Let Technology Do the Discount Hunting for You

You don't have to manually search for coupon codes or compare prices across tabs anymore. A handful of free browser extensions can do that work silently in the background, stepping in at checkout to apply savings you might have missed. Here's a breakdown of the most useful ones and what each does best.

1. Honey (by PayPal)

Honey is probably the most well-known shopping extension. When you reach a checkout page, it automatically tests available coupon codes and applies the one that saves you the most. It also shows you a price history chart for Amazon products and lets you create a wishlist that alerts you to price drops.

Best for: Coupon code automation and Amazon price tracking.

2. Capital One Shopping

Similar to Honey, Capital One Shopping tests coupon codes at checkout and alerts you if the item you're viewing is available cheaper at another retailer. You don't need to be a Capital One customer to use it — it's a free tool open to everyone.

Best for: Price comparison alerts across retailers.

3. Rakuten

Rakuten is primarily a cashback portal, but its browser extension notifies you whenever you land on a participating retailer's site, making it easy to activate cashback with one click. Earnings are paid out quarterly as a check or PayPal payment.

Best for: Earning cashback at hundreds of major retailers automatically.

4. CamelCamelCamel (via Camelizer)

The Camelizer extension adds an Amazon price history chart directly to any Amazon product page. This is invaluable for understanding whether a "sale" price is genuinely low or just a normal fluctuation. You can also set target price alerts.

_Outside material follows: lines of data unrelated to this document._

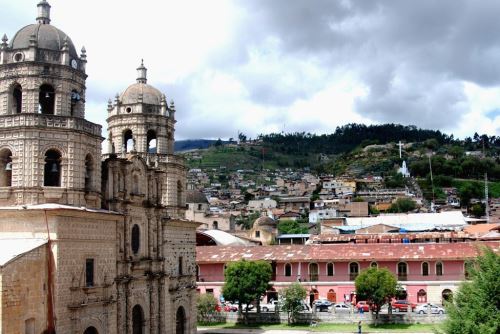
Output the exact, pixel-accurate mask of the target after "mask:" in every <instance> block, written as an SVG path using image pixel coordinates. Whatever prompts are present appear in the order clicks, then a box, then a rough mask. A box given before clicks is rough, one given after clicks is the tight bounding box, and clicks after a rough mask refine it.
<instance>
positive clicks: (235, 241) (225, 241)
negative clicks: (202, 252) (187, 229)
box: [197, 230, 249, 247]
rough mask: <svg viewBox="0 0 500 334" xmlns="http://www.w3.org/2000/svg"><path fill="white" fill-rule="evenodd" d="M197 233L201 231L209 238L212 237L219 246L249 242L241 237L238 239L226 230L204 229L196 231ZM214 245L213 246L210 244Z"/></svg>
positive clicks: (213, 239) (201, 232)
mask: <svg viewBox="0 0 500 334" xmlns="http://www.w3.org/2000/svg"><path fill="white" fill-rule="evenodd" d="M197 233H202V234H205V235H207V236H209V237H210V238H212V240H213V241H215V243H216V244H217V245H220V246H240V247H241V246H248V245H249V242H248V241H245V240H243V239H240V238H238V237H235V236H234V235H232V234H229V233H227V232H224V231H221V230H206V231H198V232H197ZM211 247H214V246H211Z"/></svg>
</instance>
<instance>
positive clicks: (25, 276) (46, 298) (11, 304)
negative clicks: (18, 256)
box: [0, 245, 47, 333]
mask: <svg viewBox="0 0 500 334" xmlns="http://www.w3.org/2000/svg"><path fill="white" fill-rule="evenodd" d="M46 283H47V258H46V245H42V246H40V247H38V248H35V249H33V250H31V251H29V252H27V253H25V254H23V255H21V256H19V257H18V258H16V259H15V260H12V261H11V262H9V263H7V264H6V265H5V266H4V267H1V268H0V333H26V331H25V327H26V325H31V326H33V328H34V330H35V331H34V333H41V332H42V331H43V330H44V329H45V328H46V327H45V326H46V324H47V317H46V316H47V309H46V305H47V284H46Z"/></svg>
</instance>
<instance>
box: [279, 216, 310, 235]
mask: <svg viewBox="0 0 500 334" xmlns="http://www.w3.org/2000/svg"><path fill="white" fill-rule="evenodd" d="M278 232H279V233H280V234H303V233H307V232H308V229H307V227H303V226H300V224H299V222H298V221H296V220H288V219H287V220H282V221H280V222H279V223H278Z"/></svg>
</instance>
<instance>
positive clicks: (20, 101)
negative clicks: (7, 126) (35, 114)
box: [11, 84, 23, 114]
mask: <svg viewBox="0 0 500 334" xmlns="http://www.w3.org/2000/svg"><path fill="white" fill-rule="evenodd" d="M11 101H12V104H11V107H12V108H11V113H12V114H20V113H21V111H22V110H23V88H22V87H21V85H19V84H16V85H14V87H13V88H12V99H11Z"/></svg>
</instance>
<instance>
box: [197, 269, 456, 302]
mask: <svg viewBox="0 0 500 334" xmlns="http://www.w3.org/2000/svg"><path fill="white" fill-rule="evenodd" d="M371 262H372V261H357V263H358V264H359V266H360V270H363V269H366V268H369V266H370V263H371ZM317 263H318V266H319V275H318V281H315V282H311V281H310V279H309V278H310V277H309V264H310V262H300V263H299V262H290V264H291V266H292V275H291V276H289V277H287V276H285V263H278V264H277V265H276V281H275V283H277V284H275V289H276V290H277V291H279V290H280V289H282V288H283V287H284V286H283V285H278V284H280V283H291V282H296V281H297V279H298V276H299V272H300V278H301V282H302V284H303V285H304V287H305V288H306V289H307V291H308V292H310V291H311V290H313V289H315V290H317V291H318V294H319V297H320V298H326V297H327V294H328V291H329V290H331V289H332V290H333V291H334V292H335V294H336V301H337V302H342V301H344V296H345V295H349V296H350V295H351V293H352V292H353V291H355V287H354V281H351V280H350V278H349V263H348V262H336V263H334V275H333V276H327V263H326V262H317ZM406 263H407V264H408V276H407V280H406V281H400V283H401V284H402V285H404V286H405V287H406V290H407V293H408V300H409V301H410V302H414V303H419V302H422V301H419V300H418V299H417V293H418V291H419V290H420V289H423V290H424V291H426V292H427V293H428V291H427V283H429V282H435V281H460V280H463V267H464V265H463V261H460V260H456V261H443V275H442V276H436V271H435V265H436V261H428V263H429V275H428V276H422V261H407V262H406ZM377 264H378V266H379V268H383V267H385V268H389V270H391V272H393V273H394V274H395V275H397V264H398V262H395V261H380V262H378V263H377ZM299 267H300V271H299ZM199 268H200V270H199V278H200V280H199V282H198V288H199V290H200V292H201V293H205V292H206V290H207V289H213V292H214V295H215V296H216V297H217V298H219V296H220V291H221V289H222V285H223V282H224V274H223V268H224V265H223V264H222V263H208V264H199ZM408 281H413V282H415V281H417V282H421V283H411V284H408V283H407V282H408ZM216 282H217V283H216ZM330 282H331V283H330Z"/></svg>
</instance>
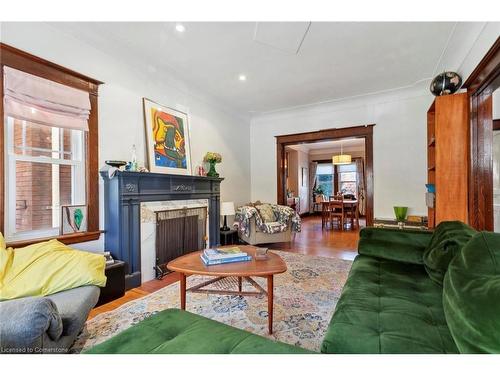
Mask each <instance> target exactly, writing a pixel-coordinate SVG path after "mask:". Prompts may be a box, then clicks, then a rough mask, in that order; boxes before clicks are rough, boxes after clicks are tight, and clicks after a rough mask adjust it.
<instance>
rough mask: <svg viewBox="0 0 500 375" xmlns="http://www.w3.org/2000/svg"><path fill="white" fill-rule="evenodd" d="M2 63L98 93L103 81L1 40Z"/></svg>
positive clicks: (52, 79) (3, 63) (69, 85)
mask: <svg viewBox="0 0 500 375" xmlns="http://www.w3.org/2000/svg"><path fill="white" fill-rule="evenodd" d="M0 64H1V65H6V66H11V67H13V68H15V69H18V70H22V71H23V72H26V73H29V74H33V75H36V76H39V77H42V78H46V79H50V80H51V81H55V82H58V83H61V84H63V85H67V86H70V87H73V88H76V89H79V90H83V91H87V92H88V93H90V94H93V95H97V88H98V86H99V85H102V84H103V82H101V81H98V80H96V79H94V78H91V77H88V76H86V75H83V74H81V73H78V72H75V71H74V70H71V69H68V68H65V67H64V66H61V65H59V64H56V63H53V62H51V61H48V60H45V59H42V58H41V57H38V56H35V55H32V54H30V53H28V52H25V51H21V50H20V49H17V48H15V47H12V46H10V45H8V44H5V43H1V42H0Z"/></svg>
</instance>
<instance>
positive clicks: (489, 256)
mask: <svg viewBox="0 0 500 375" xmlns="http://www.w3.org/2000/svg"><path fill="white" fill-rule="evenodd" d="M358 252H359V255H358V256H357V257H356V259H355V260H354V262H353V265H352V269H351V271H350V273H349V277H348V279H347V282H346V284H345V286H344V289H343V291H342V295H341V297H340V300H339V301H338V303H337V306H336V309H335V312H334V314H333V316H332V319H331V322H330V325H329V327H328V330H327V333H326V335H325V338H324V340H323V343H322V346H321V352H322V353H377V354H378V353H441V354H444V353H500V319H499V317H500V235H499V234H494V233H488V232H476V231H474V230H473V229H472V228H470V227H468V226H467V225H465V224H463V223H460V222H444V223H441V224H440V225H439V226H438V227H437V228H436V230H435V231H434V232H430V231H429V232H428V231H406V230H405V231H402V230H397V229H380V228H365V229H363V230H362V231H361V233H360V241H359V245H358ZM87 353H213V354H215V353H239V354H242V353H254V354H259V353H260V354H264V353H269V354H278V353H288V354H298V353H307V351H306V350H303V349H301V348H298V347H295V346H291V345H287V344H283V343H279V342H274V341H271V340H268V339H266V338H263V337H260V336H256V335H253V334H251V333H248V332H245V331H242V330H239V329H236V328H232V327H229V326H227V325H224V324H222V323H219V322H216V321H213V320H209V319H206V318H203V317H201V316H197V315H194V314H191V313H189V312H185V311H181V310H177V309H169V310H165V311H163V312H160V313H158V314H156V315H154V316H152V317H150V318H148V319H146V320H144V321H143V322H141V323H139V324H137V325H135V326H133V327H131V328H129V329H127V330H125V331H123V332H122V333H120V334H118V335H117V336H115V337H113V338H111V339H109V340H107V341H106V342H104V343H102V344H100V345H97V346H95V347H93V348H92V349H90V350H89V351H87Z"/></svg>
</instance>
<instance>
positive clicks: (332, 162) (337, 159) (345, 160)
mask: <svg viewBox="0 0 500 375" xmlns="http://www.w3.org/2000/svg"><path fill="white" fill-rule="evenodd" d="M351 161H352V158H351V155H348V154H344V153H343V149H342V141H340V155H334V156H333V157H332V163H333V164H334V165H343V164H351Z"/></svg>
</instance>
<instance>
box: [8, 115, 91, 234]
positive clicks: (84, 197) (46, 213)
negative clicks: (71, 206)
mask: <svg viewBox="0 0 500 375" xmlns="http://www.w3.org/2000/svg"><path fill="white" fill-rule="evenodd" d="M5 140H6V142H5V144H6V147H7V160H6V176H7V184H6V197H7V200H6V212H7V215H8V217H7V220H6V226H5V235H6V238H7V239H8V240H19V239H27V238H41V237H51V236H57V235H58V234H59V225H60V215H61V206H62V205H72V204H86V194H85V193H86V191H85V186H86V185H85V157H84V132H83V131H81V130H73V129H64V128H59V127H51V126H45V125H40V124H37V123H32V122H28V121H25V120H19V119H16V118H14V117H11V116H6V136H5Z"/></svg>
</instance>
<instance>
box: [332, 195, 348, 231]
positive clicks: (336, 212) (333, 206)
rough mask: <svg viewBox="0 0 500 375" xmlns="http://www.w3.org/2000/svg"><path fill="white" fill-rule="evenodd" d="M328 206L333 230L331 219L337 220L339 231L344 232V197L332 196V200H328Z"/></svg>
mask: <svg viewBox="0 0 500 375" xmlns="http://www.w3.org/2000/svg"><path fill="white" fill-rule="evenodd" d="M330 198H332V197H330ZM329 206H330V225H331V226H332V228H333V219H337V220H338V222H339V224H340V230H344V216H345V212H344V197H343V196H342V195H337V196H333V199H330V202H329Z"/></svg>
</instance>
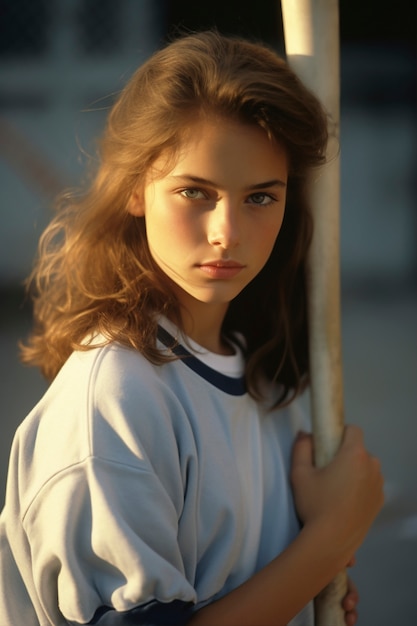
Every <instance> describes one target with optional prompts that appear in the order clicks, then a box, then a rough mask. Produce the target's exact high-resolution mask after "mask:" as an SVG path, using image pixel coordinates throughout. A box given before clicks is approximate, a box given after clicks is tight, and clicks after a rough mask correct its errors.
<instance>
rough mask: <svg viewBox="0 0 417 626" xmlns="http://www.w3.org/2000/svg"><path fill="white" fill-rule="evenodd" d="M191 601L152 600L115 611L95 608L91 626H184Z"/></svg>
mask: <svg viewBox="0 0 417 626" xmlns="http://www.w3.org/2000/svg"><path fill="white" fill-rule="evenodd" d="M193 606H194V605H193V603H192V602H184V601H182V600H173V601H172V602H167V603H164V602H158V601H157V600H152V601H151V602H148V603H147V604H143V605H141V606H137V607H135V608H134V609H131V610H130V611H123V612H119V611H115V610H114V609H112V608H111V607H108V606H101V607H100V608H99V609H97V611H96V613H95V615H94V618H93V619H92V621H91V622H89V624H90V625H91V626H93V625H97V626H185V625H186V623H187V622H188V621H189V620H190V619H191V616H192V613H193Z"/></svg>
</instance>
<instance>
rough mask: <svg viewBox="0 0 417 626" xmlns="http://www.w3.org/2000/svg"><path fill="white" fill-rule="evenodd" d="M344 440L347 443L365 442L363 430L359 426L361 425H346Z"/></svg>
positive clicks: (357, 442) (348, 443)
mask: <svg viewBox="0 0 417 626" xmlns="http://www.w3.org/2000/svg"><path fill="white" fill-rule="evenodd" d="M343 442H344V443H345V444H353V443H354V444H358V443H361V444H363V442H364V436H363V430H362V429H361V428H359V426H355V425H354V424H348V425H347V426H345V430H344V433H343Z"/></svg>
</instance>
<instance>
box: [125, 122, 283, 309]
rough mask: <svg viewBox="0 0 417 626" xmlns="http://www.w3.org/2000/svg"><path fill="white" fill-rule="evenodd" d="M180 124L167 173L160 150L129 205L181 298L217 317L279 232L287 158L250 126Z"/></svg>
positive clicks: (263, 260) (280, 146) (237, 125)
mask: <svg viewBox="0 0 417 626" xmlns="http://www.w3.org/2000/svg"><path fill="white" fill-rule="evenodd" d="M187 130H188V132H187V135H186V139H185V140H184V142H183V145H182V146H181V150H180V152H179V157H178V159H177V161H176V163H175V165H174V166H173V167H172V169H171V170H170V171H168V172H166V159H165V158H164V156H162V157H161V158H160V159H159V160H157V161H156V162H155V164H154V166H153V168H152V170H151V172H149V175H148V179H147V181H146V184H145V187H144V190H143V192H142V193H138V194H136V195H134V196H133V197H132V199H131V204H130V211H131V212H132V213H133V214H135V215H141V216H144V218H145V222H146V232H147V239H148V244H149V249H150V252H151V254H152V257H153V259H154V260H155V262H156V263H157V265H158V266H159V267H160V269H161V270H162V271H163V272H164V273H165V274H166V275H167V276H168V277H169V278H170V279H171V280H172V281H173V283H174V290H175V292H176V294H177V296H178V298H179V301H180V303H181V304H183V305H185V306H186V308H187V309H188V310H189V311H191V313H193V311H195V312H196V314H197V312H198V315H200V314H201V311H202V307H201V303H205V304H207V305H208V304H210V305H211V310H213V307H215V309H216V310H218V311H221V312H223V315H224V313H225V312H226V309H227V306H228V303H229V302H230V301H231V300H232V299H233V298H234V297H235V296H237V295H238V294H239V292H240V291H242V289H243V288H244V287H246V285H248V283H249V282H250V281H251V280H252V279H253V278H254V277H255V276H256V275H257V274H258V273H259V272H260V270H261V269H262V268H263V266H264V265H265V263H266V261H267V260H268V257H269V255H270V253H271V251H272V248H273V246H274V243H275V240H276V238H277V235H278V233H279V231H280V228H281V225H282V220H283V217H284V208H285V197H286V183H287V175H288V166H287V157H286V153H285V151H284V149H283V148H282V147H281V146H279V145H277V144H276V143H273V142H272V141H270V140H269V139H268V137H267V135H266V133H265V132H264V131H263V130H262V129H260V128H258V127H255V126H249V125H243V124H240V123H236V122H231V121H228V120H224V119H223V120H222V119H218V118H213V119H208V120H205V121H198V122H195V124H193V125H191V126H190V127H189V128H188V129H187ZM203 310H206V309H203Z"/></svg>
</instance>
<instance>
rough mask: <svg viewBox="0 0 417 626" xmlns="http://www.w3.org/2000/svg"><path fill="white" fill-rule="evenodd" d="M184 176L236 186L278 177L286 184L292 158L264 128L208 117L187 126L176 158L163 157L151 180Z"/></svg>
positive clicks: (180, 141)
mask: <svg viewBox="0 0 417 626" xmlns="http://www.w3.org/2000/svg"><path fill="white" fill-rule="evenodd" d="M181 175H194V176H196V177H197V176H198V177H201V178H206V179H209V180H215V181H216V182H217V181H218V182H219V183H223V184H232V185H233V184H238V183H239V184H242V185H243V183H246V185H249V184H251V183H252V182H253V183H254V184H255V183H257V182H260V181H261V180H262V179H264V180H269V179H272V178H275V177H279V178H280V179H282V180H284V181H285V180H286V179H287V176H288V158H287V154H286V151H285V149H284V147H283V146H282V145H281V144H279V143H277V142H276V141H274V140H273V139H271V138H270V137H268V135H267V133H266V131H264V130H263V129H262V128H260V127H258V126H252V125H248V124H243V123H239V122H235V121H230V120H228V119H224V118H220V119H219V118H208V119H203V120H198V121H194V122H192V123H191V124H190V125H188V126H187V128H186V129H185V131H184V133H183V134H182V137H181V141H180V143H179V145H178V148H177V151H176V153H175V155H172V153H171V154H162V155H161V156H160V157H159V158H158V159H157V160H156V161H155V163H154V165H153V168H152V173H151V178H152V179H154V180H155V179H158V178H166V177H170V176H181ZM258 179H260V180H258Z"/></svg>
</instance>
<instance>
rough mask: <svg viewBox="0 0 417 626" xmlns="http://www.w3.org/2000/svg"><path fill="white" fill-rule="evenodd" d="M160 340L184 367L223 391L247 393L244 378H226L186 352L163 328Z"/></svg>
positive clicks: (161, 330) (229, 393)
mask: <svg viewBox="0 0 417 626" xmlns="http://www.w3.org/2000/svg"><path fill="white" fill-rule="evenodd" d="M158 339H159V340H160V341H161V342H162V343H163V344H164V345H165V346H166V347H167V348H169V349H170V350H171V351H172V352H173V353H174V354H176V355H177V356H178V357H180V358H181V360H182V362H183V363H184V365H186V366H187V367H189V368H190V369H191V370H193V372H195V373H196V374H198V375H199V376H201V377H202V378H204V379H205V380H207V382H209V383H210V384H212V385H214V386H215V387H217V388H218V389H221V390H222V391H224V392H225V393H228V394H230V395H231V396H243V395H244V394H245V393H246V384H245V379H244V377H243V376H241V377H239V378H233V377H232V376H226V374H221V373H220V372H217V371H216V370H214V369H212V368H211V367H209V366H208V365H206V364H205V363H203V362H202V361H200V360H199V359H197V357H195V356H194V355H193V354H192V353H191V352H189V351H188V350H186V349H185V348H184V346H182V345H181V344H179V343H178V342H177V341H176V340H175V339H174V337H172V336H171V335H170V334H169V333H168V332H167V331H166V330H165V329H164V328H162V327H161V326H158Z"/></svg>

Best for: Verifying Amazon deal legitimacy with price history data.

5. Wikibuy (now Capital One Shopping)

Now merged into Capital One Shopping, this extension's core feature remains strong: it scans for the same product at lower prices across other online stores while you shop, displaying a small badge when it finds something cheaper.

6. Invisible Hand

InvisibleHand is a lightweight extension that displays a small notification bar when it finds the product you're viewing at a lower price on another site. It covers a wide range of retailers including flights and hotels, making it useful beyond standard shopping.

Best for: Shoppers who browse multiple categories including travel.

7. PayPal Honey (Gold) Rewards

Beyond coupon codes, Honey's Gold program lets you earn points (called Gold) on purchases from participating stores, which can be redeemed for gift cards. It's an additional layer of rewards on top of any sale prices or codes already applied.

How to Use These Extensions Together

You don't have to choose just one. Many shoppers run two or three simultaneously. A common combination:

  • Rakuten for cashback activation
  • Honey for automatic coupon codes
  • Camelizer for Amazon price history verification

Together, these three tools cover coupon hunting, cashback earning, and price verification — the three pillars of smart online shopping — without requiring any extra effort on your part.

A Quick Note on Privacy

Shopping extensions do read your browsing activity on retail sites in order to function. If privacy is a concern, review each extension's privacy policy and consider only installing the ones you'll actively use. Stick to well-known, reputable tools and check their permissions before installing.